Si l’on considère sa législation, le Canada appartient à la catégorie des pays dits « life + 50 », qui concernent la plupart des citoyens du monde, où les droits expirent 50 ans après la mort de l’auteur. En 2016, les oeuvres des auteur(e)s/créateurs/trices de ces pays et qui sont morts en 1965, feront désormais partie du domaine public – sauf exception.

Cependant, l’exercice qui consiste à repérer la cuvée 2016 des entrants dans le domaine public au Québec et au Canada n’est pas si simple et requiert un peu d’astuces et de stratégies de recherche ! Le public est invité à découvrir et célébrer ces auteur(e)s/créateurs/trices dans le cadre d’un atelier participatif qui se déroulera à la bibliothèque Mordecai-Richler à Montréal.

Au cours de cet atelier, les enjeux concernant le domaine public, son statut de bien commun, son accès, sa numérisation ainsi que sa curation/valorisation dans le paysage culturel au Québec et ailleurs, seront explorés.

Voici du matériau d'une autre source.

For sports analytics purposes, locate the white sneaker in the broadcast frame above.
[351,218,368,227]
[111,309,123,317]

D’autres événements se tiendront à Montréal dans le cadre de ce Festival :

  1.  Lancement du portrait des Fab Labs des Amériques. Une invitation à découvrir un portrait des 110 Fab Labs accrédités et recensés par le MIT répartis à travers les Amériques. Verre de l’amitié pour terminer la semaine entre motivés et curieux des espaces de fabrication numérique. Le 9 octobre à 15h chez échoFab.
  2. Journée autour de l’impression 3D à la bibliothèque Saul Bellow. Une invitation à comprendre l’impression 3D à travers un échange sur les enjeux et les perspectives qui se dessinent; à l’expérimenter en réalisant une « photo 3D » et des créatures imaginaires à l’aide de Meshmixer. Le 10 octobre de 10 h à 16 h avec Techno Culture Club à la bibliothèque Saul-Bellow.
  3. Conversation publique : Pour qu’un coworking devienne un bien commun, qu’est-ce que ça prend? Cette conversation est une opportunité pour trouver plus de clarté sur une question qui nous interpelle : Pour qu’un coworking devienne un bien commun, qu’est-ce que ça prend? C’est ensemble que l’on crée du sens collectif! Il y a deux invités pour démarrer la conversation : Alain Ambrosi et Samantha Slade, deux coworkers engagés dans le mouvement des communs. Le 15 octobre chez ECTO coworking coop.
  4. Invitation aux Journées contributives Wikipédia ASBC-SOHA 2015. Les journées contributives Wikipédia ASBC-SOHA 2015 invitent les participants et participantes à contribuer aux pages de Wikipédia sur l’Afrique et Haïti. Les 23 et 24 octobre à la Maison de l’Afrique à Montréal.

Et pourquoi pas, tandis que nous subissons les affres de cette interminable campagne, nous pourrions aussi profiter de l’occasion pour adapter ces 16 propositions sur les biens communs, l’action collective, l’innovation, la transformation sociale qui ont été formulées pour les candidats aux élections en France. Envie d’un débat sur les communs québécois et canadiens?